En jargon plus brut : rien n’a changé, on arrondit les angles ! C’est sans doute une vision politique mais ce n’est pas ce que des centaines de milliers de mauritaniens, qui ont voté naïvement pour Sidioca, attendaient de la nouvelle ère démocratique.
On ne refera pas l’élection présidentielle de 2007, mais chacun peut avoir son opinion et je persiste à dire, comme avant l’élection, que le pouvoir actuel n’est pas l’espoir d’un changement attendu pour la Mauritanie.
Toutes les affaires actuelles et les approximations politiques en peu de temps, après c’est vrai une période de Transition calamiteuse sur le plan économique (l’audit de la Transition attend toujours), ne sont pas pour nous rassurer, pardon rassurer le peuple que nous sommes et pas les anciens pontes ou les responsables qui traînent des casseroles pour ne pas dire parfois des cadavres…
Quelles propositions alors ? Car c’est cela le plus important. Il ne suffit pas seulement de critiquer.
A mon humble avis, il faut laisser le parti dit parti-Etat se former, c’est la démocratie qui le veut. Au vu des commissions déjà formées, il n’y a pas de surprise sauf pour les naïfs qui ont vu un changement venu d’un homme qui était hier à la retraite et qui depuis 20 ans était hors du circuit politique national.
J’avais dit sur ce forum avant l ‘élection présidentielle que l’espoir de changement ne viendrait que si Sidioca suive l’exemple de l’empereur romain Claude, en créant la surprise : se démarquer de l’emprise de ceux qui l’ont amené à briguer le suffrage universel avant que le peuple, seul détenteur de la légitimité national, lui donne le pouvoir pour 5 ans.
C’est une leçon pour tous les mauritaniens dans l’avenir et c’est à l’opposition d’être plus responsable et de ne pas se mélanger les pinceaux.

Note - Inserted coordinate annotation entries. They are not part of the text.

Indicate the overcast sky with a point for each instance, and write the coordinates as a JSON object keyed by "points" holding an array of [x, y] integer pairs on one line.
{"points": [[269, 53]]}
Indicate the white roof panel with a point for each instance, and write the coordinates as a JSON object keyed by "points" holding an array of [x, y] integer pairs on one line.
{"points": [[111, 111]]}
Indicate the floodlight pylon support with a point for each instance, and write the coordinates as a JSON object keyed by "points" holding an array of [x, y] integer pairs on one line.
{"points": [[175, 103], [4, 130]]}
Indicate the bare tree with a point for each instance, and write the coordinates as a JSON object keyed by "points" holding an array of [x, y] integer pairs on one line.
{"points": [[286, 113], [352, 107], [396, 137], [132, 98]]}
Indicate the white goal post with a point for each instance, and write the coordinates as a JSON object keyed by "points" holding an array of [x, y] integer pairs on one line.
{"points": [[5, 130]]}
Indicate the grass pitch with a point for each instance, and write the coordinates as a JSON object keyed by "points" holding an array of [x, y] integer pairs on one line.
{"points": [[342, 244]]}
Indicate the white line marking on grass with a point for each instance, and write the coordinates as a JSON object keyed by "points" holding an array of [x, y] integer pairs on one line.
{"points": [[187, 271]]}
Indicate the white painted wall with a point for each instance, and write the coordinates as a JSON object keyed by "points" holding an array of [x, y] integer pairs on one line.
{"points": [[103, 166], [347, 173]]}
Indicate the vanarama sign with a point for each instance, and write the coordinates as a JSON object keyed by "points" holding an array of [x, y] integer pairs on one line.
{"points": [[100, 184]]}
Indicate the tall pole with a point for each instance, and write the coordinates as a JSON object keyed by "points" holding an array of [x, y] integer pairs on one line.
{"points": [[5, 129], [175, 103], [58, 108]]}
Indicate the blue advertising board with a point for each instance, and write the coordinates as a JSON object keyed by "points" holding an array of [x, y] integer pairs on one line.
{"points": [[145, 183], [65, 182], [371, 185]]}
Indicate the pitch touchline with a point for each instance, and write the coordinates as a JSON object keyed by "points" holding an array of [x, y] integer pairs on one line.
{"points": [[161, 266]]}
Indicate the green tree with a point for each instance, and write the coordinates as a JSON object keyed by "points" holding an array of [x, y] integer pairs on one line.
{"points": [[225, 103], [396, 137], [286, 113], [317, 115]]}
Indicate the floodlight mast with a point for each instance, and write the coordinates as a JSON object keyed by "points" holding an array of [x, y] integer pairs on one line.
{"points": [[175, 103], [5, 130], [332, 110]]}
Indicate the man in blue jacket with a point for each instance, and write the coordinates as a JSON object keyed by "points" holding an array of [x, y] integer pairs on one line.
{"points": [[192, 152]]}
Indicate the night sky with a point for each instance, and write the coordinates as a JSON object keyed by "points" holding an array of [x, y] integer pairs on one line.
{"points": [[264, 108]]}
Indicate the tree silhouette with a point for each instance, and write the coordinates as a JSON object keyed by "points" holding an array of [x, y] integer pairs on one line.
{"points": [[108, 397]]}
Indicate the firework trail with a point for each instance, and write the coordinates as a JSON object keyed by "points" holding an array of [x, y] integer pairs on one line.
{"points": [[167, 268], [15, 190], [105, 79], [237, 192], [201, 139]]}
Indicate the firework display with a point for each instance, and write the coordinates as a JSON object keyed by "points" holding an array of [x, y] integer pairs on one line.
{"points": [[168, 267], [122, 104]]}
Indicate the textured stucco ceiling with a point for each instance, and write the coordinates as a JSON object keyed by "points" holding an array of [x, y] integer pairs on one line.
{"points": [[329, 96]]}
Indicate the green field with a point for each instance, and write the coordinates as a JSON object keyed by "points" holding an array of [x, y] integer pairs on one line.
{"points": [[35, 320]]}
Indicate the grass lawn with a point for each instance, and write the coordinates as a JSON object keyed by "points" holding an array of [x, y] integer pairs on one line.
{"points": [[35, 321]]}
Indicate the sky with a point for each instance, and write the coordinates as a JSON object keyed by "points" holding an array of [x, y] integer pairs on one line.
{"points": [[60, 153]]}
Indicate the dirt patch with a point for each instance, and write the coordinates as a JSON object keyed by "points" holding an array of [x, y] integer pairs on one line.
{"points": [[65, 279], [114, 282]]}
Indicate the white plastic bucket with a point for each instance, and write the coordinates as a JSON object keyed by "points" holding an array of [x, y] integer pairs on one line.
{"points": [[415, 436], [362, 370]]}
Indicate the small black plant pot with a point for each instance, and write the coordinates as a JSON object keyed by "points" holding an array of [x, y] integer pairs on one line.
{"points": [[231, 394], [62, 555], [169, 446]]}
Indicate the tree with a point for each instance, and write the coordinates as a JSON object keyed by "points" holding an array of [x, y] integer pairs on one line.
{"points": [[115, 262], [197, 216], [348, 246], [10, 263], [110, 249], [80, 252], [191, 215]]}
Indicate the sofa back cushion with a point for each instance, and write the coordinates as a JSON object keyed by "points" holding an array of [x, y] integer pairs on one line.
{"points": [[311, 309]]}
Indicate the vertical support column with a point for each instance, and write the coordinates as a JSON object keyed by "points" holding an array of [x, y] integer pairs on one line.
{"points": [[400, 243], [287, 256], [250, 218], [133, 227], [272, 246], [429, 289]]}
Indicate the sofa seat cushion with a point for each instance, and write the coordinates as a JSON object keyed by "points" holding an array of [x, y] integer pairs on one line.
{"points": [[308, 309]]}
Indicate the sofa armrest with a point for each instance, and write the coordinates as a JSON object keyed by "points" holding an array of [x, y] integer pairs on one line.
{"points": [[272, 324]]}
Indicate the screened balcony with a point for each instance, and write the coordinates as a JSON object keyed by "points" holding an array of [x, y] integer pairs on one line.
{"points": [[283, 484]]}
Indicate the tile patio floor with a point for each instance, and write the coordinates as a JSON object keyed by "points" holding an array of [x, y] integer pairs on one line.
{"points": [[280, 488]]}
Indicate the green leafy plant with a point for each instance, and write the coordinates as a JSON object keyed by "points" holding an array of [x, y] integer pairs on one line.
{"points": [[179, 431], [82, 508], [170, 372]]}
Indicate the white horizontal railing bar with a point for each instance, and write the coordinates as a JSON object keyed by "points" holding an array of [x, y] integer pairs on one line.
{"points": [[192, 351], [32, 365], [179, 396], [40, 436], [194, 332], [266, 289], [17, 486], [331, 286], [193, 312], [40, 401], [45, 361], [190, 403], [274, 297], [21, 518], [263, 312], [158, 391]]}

On est avec le pouvoir ou on est contre le pouvoir, c’est tout. C’est la seule attitude de responsabilité politique.
En démocratie par ailleurs, les syndicats doivent prendre leurs responsabilités et se déterminer par rapport à la politique du gouvernement quel qu’il soit. Les rassemblements et les manifestations sont garantis par la Constitution et doivent être une forme d’expression.
En démocratie, les syndicats doivent s’exprimer et être écouter selon leur mobilisation. Dans les 5 années prochaines, le syndicalisme mauritanien doit renaître et se manifester pour compléter l’ossature d’une véritable démocratie, respectueuse de l’opinion de la majorité et de l’intérêt de tous.
L’important est de rester fidèle à ses convictions et de croire en la Mauritanie, c’est là l’avenir.
Rien n’est perdu, rien n’est gagné, tout reste encore à faire dans le respect des règles démocratiques!